EcoJulia / RasterDataSources.jl

Easily download and use raster data sets in Julia
MIT License
21 stars 10 forks source link

Where to store rasters? #23

Open tpoisot opened 3 years ago

tpoisot commented 3 years ago

21 ended up being about org admin, so let me restate the issue here:

  1. we want to store raster data centrally
  2. we want the user to have flexibility about where "centrally" is (can be a folder, can be a server I guess, etc)
  3. we want to make a default decision when the user is not specifying anything, e.g. for small datasets

The current solution is to require ENV["RASTERDATASOURCES_PATH"] - this can work but it requires setting the variable even for small datasets, which is an additional step for users.

The solution I suggested in #21 was to use traits for the different types, but this is also possibly confusing - sometimes things will stop working unless the variable is set (and setting it from the session will not make it permanent).

Solutions like Artifacts don't work because we don't want to download ALL data when the package is built.

Here is my current thinking on this - we might want to keep the idea of a ENV["RASTERDATASOURCES_PATH"], and have a greet() function that reminds users of what it does. Specifically, if there is no such path set, we can use a folder in @__DIR__ to store the data? Users who don't want to make a choice will have their data there, users who want to specify a path will have a choice.

@rafaqz what do you think?

rafaqz commented 3 years ago

Isnt this just going back to your origional proposal? Downloading 30GB will still go into @_DIR_ by default. For me the important consideration is that that doesn't happen.

Its not clear to me why traits wont work? The idea is the variable is set outside the session, and that will only affect large datasets anyway? Maybe we should just use the new preferences system to set this instead of the env var. But a PR would make this more substantial thing to discuss.

We cant use artifacts because there are millions of files.

tpoisot commented 3 years ago

Agreed that we can't use Artifacts. I'm slowly realizing the size of other datasets - I might end up being convinced that maybe asking to set a path is not unreasonable - I also don't want to write into @__DIR__.

rafaqz commented 3 years ago

Lets use this https://github.com/JuliaPackaging/Preferences.jl?

Then you can set preferences in session, after an error gives you an example of what to do. And the path will stick when you set it. The trait can work as planned earlier and we only throw the error require setting the preferences for the large weather datasets.
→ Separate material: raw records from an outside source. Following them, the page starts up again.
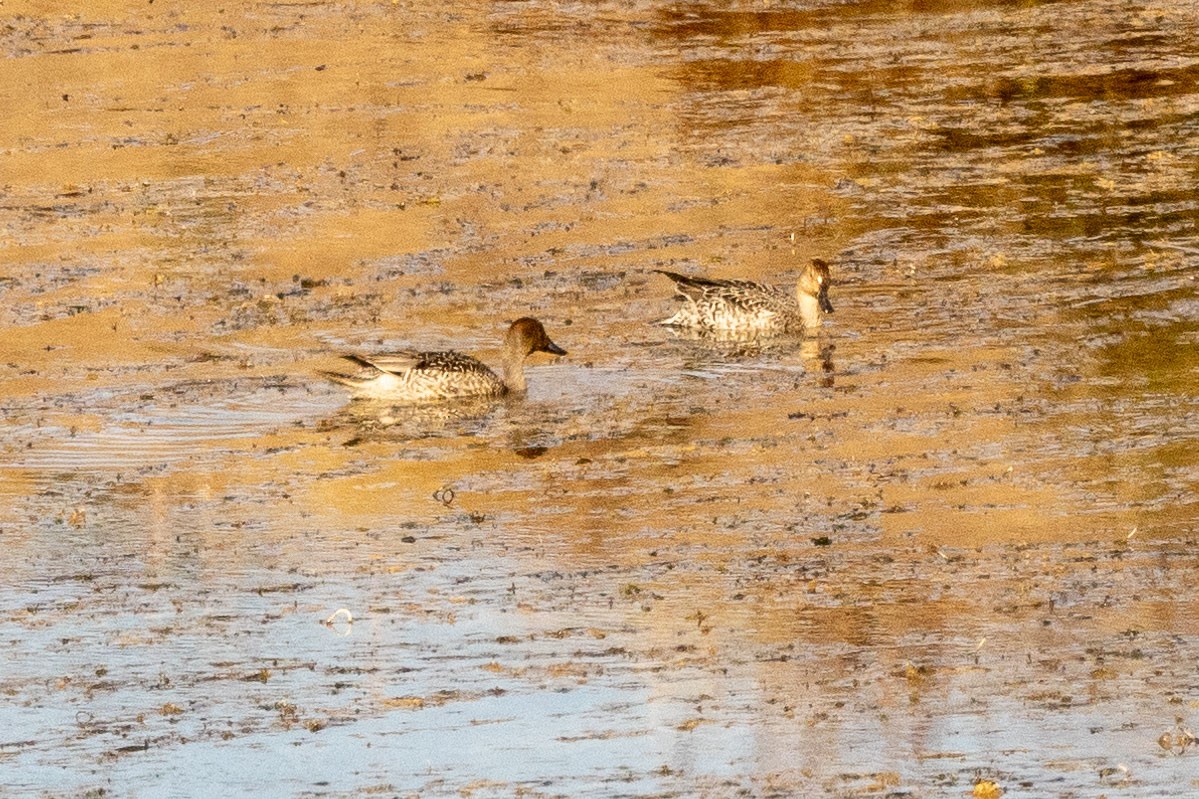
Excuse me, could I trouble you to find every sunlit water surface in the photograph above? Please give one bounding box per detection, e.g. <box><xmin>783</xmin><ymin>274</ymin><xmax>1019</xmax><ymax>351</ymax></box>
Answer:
<box><xmin>0</xmin><ymin>0</ymin><xmax>1199</xmax><ymax>797</ymax></box>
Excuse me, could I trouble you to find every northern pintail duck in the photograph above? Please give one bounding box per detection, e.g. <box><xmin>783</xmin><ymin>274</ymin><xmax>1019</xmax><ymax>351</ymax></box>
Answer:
<box><xmin>653</xmin><ymin>258</ymin><xmax>832</xmax><ymax>334</ymax></box>
<box><xmin>324</xmin><ymin>317</ymin><xmax>566</xmax><ymax>402</ymax></box>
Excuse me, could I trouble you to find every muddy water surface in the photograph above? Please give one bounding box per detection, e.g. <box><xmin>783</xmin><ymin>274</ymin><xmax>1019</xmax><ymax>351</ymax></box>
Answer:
<box><xmin>0</xmin><ymin>0</ymin><xmax>1199</xmax><ymax>798</ymax></box>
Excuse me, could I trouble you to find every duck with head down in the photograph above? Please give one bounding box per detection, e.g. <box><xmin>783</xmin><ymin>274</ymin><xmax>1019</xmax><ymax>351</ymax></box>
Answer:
<box><xmin>653</xmin><ymin>258</ymin><xmax>832</xmax><ymax>335</ymax></box>
<box><xmin>324</xmin><ymin>317</ymin><xmax>566</xmax><ymax>402</ymax></box>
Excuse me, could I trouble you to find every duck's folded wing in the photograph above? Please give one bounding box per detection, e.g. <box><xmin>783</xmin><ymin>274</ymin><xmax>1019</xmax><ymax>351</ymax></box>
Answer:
<box><xmin>342</xmin><ymin>352</ymin><xmax>427</xmax><ymax>374</ymax></box>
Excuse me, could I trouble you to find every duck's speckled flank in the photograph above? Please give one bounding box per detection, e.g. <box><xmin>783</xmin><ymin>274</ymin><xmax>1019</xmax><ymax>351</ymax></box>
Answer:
<box><xmin>655</xmin><ymin>259</ymin><xmax>832</xmax><ymax>334</ymax></box>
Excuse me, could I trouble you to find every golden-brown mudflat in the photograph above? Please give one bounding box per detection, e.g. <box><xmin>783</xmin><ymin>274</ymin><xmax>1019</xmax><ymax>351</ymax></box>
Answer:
<box><xmin>0</xmin><ymin>0</ymin><xmax>1199</xmax><ymax>799</ymax></box>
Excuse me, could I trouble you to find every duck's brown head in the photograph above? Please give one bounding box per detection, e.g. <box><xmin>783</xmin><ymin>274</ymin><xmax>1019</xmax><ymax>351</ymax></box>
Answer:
<box><xmin>505</xmin><ymin>317</ymin><xmax>566</xmax><ymax>355</ymax></box>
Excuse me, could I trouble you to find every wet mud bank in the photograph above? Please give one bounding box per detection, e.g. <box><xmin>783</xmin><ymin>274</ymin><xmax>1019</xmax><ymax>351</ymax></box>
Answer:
<box><xmin>0</xmin><ymin>1</ymin><xmax>1199</xmax><ymax>799</ymax></box>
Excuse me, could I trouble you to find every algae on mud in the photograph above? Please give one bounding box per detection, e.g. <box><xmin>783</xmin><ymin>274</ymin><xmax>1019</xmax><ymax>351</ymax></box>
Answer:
<box><xmin>0</xmin><ymin>0</ymin><xmax>1199</xmax><ymax>797</ymax></box>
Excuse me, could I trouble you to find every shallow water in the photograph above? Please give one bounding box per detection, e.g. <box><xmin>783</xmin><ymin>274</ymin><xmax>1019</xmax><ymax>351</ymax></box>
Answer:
<box><xmin>0</xmin><ymin>0</ymin><xmax>1199</xmax><ymax>797</ymax></box>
rafaqz commented 3 years ago

Yeah, literally multuple terrabytes!

Preferences.jl could be the middle ground we need, its less weird than ENV

rafaqz commented 3 years ago

For cesar its important to have both scales... We'll run GrowthMaps.jl with tiny climate datasets for exploration and sharing ideas, but swap to hundred GB datasets for fitting real models - the GrowthMaps/GeoData/RasterDataSources combo abstracts that away and the output is the same format.

rafaqz commented 3 years ago

But I think you are right for Bioclim and Climate, I had to set the path in support scripts for a paper, and its pretty awful, and makes the script not reproducable without editing.

tpoisot commented 3 years ago

Let's definitely go with Preferences - I'll work on this when I've made progress on the future bioclim data

asinghvi17 commented 1 year ago

Would it make sense to use a scratch space from Scratch.jl as a default, with the user being given the option to override that by some mechanism (either Preferences.jl or some environment variable)?

rafaqz commented 1 year ago

The Scratch.jl docs kind of say not to use it for this use case :

Because the scratch space location on disk is not very user-friendly, scratch spaces should, in general, not be used for a storing files that the user must interact with through a file browser. In that event, packages should simply write out to disk at a location given by the use

I personally occasionally manage these files in a browser - say to copy them for someone else when I've downloaded a lot.

But I know the current solution kind of sucks too.

Some of these future climate datasets and current weather datasets are many GB downloadable with a single command, so we need to be a little bit careful about the location and let users access and manage it.